Roughly the same percentage of in-house recruiters seem unaware of this, according to research from recruitment digital marketing agency Ph.Attraction.
These in-house recruiters still believe their role has little impact on their brands’ wider customer reputation, but Ph.Attraction’s study suggests the brands have more to think about when it comes to branding: potential recruits are customers, too.
The agency recently worked with Virgin Media, where it discovered that poor candidate experience can cost individual British businesses millions in lost revenue.
“Companies spend billions on customer-centric marketing campaigns and websites, but for some reason the candidate always seems to be forgotten,” Bryan Adams, Ph.Attraction’s CEO and founder said.
In 2014, more than 130,000 candidates applied to work at Virgin Media.
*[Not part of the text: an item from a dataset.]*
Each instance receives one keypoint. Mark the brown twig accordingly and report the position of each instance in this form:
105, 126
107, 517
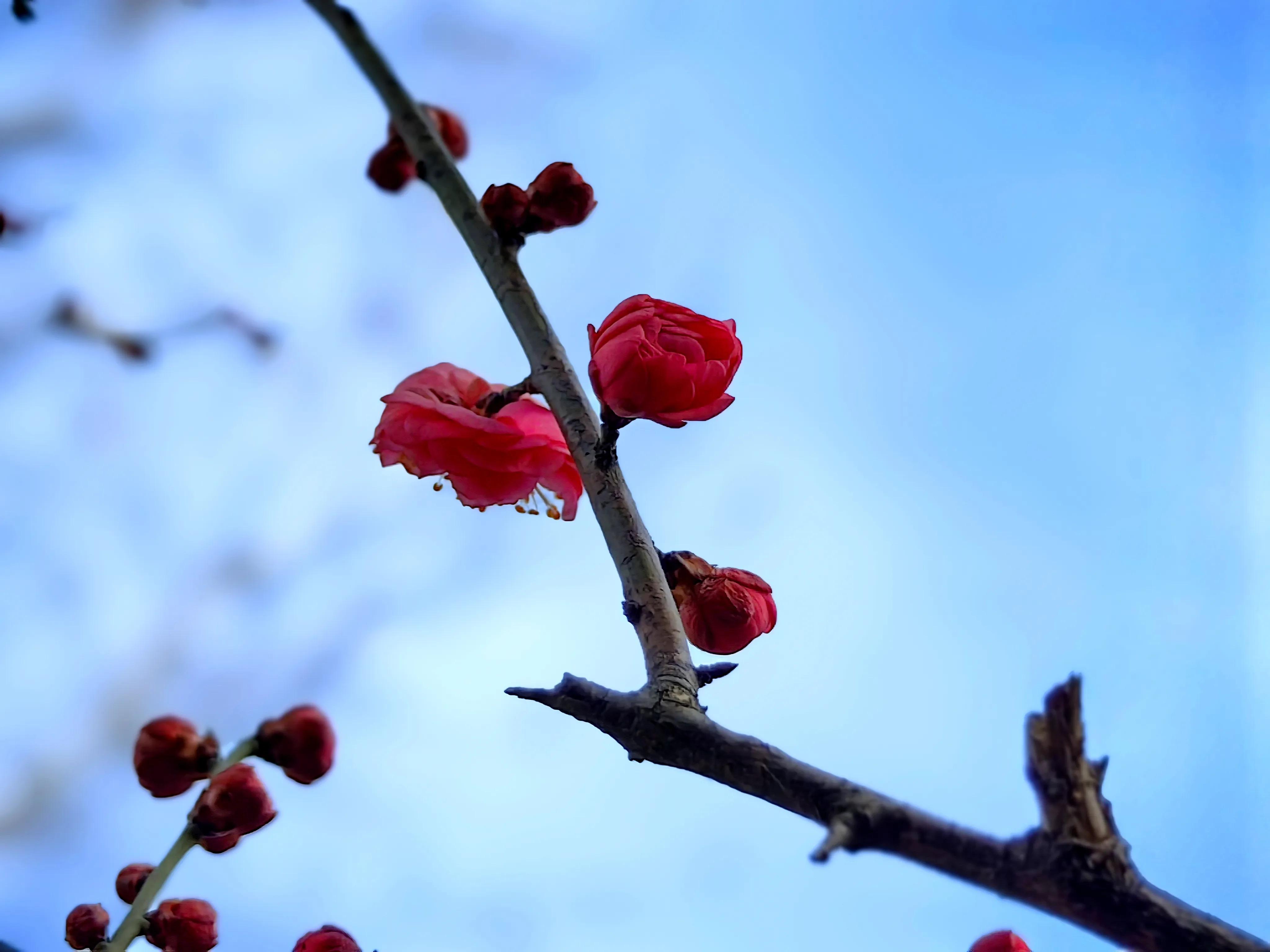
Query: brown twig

Ph.Attraction found that 18 per cent of these applicants were existing Virgin Media customers.
As a direct result of poor candidate experience, more than 7,500 candidates cancelled their subscriptions and switched to competitors.
Those 7,500 customers – on various subscription packages – equated to roughly £4.4 million in lost revenue, or nearly the entire sum of Virgin Media’s HR budget.
Ph.Attraction has since worked with Virgin to turn this loss into a profit by redesigning its careers website and improving its candidate experience.
“Our research into the state of candidate experience in the UK reveals that jobseekers are not happy or comfortable with the application process. It’s vital that companies understand the risk to brand image, reputation and the bottom line,” Adams explained.
This survey was a follow-up study, taking into account responses from 1,200 British-based workers on their most recent candidate experience.
Over 75 per cent of workers aged 16 to 24 said they had applied for a job at a company where they were an existing customer, and nearly a third of all candidates would consider becoming a customer of a brand if they had a positive candidate experience.
Most notably for growing brands, 22 per cent of the respondents believe a company’s candidate experience is more revealing about brand culture than its customer experience.
The popularity of Glassdoor.com as a gateway into company culture and ethics underscores this.
For SMEs looking to build their market reputation, this study is a sobering reality check that brands have a responsibility to customers and potential employees.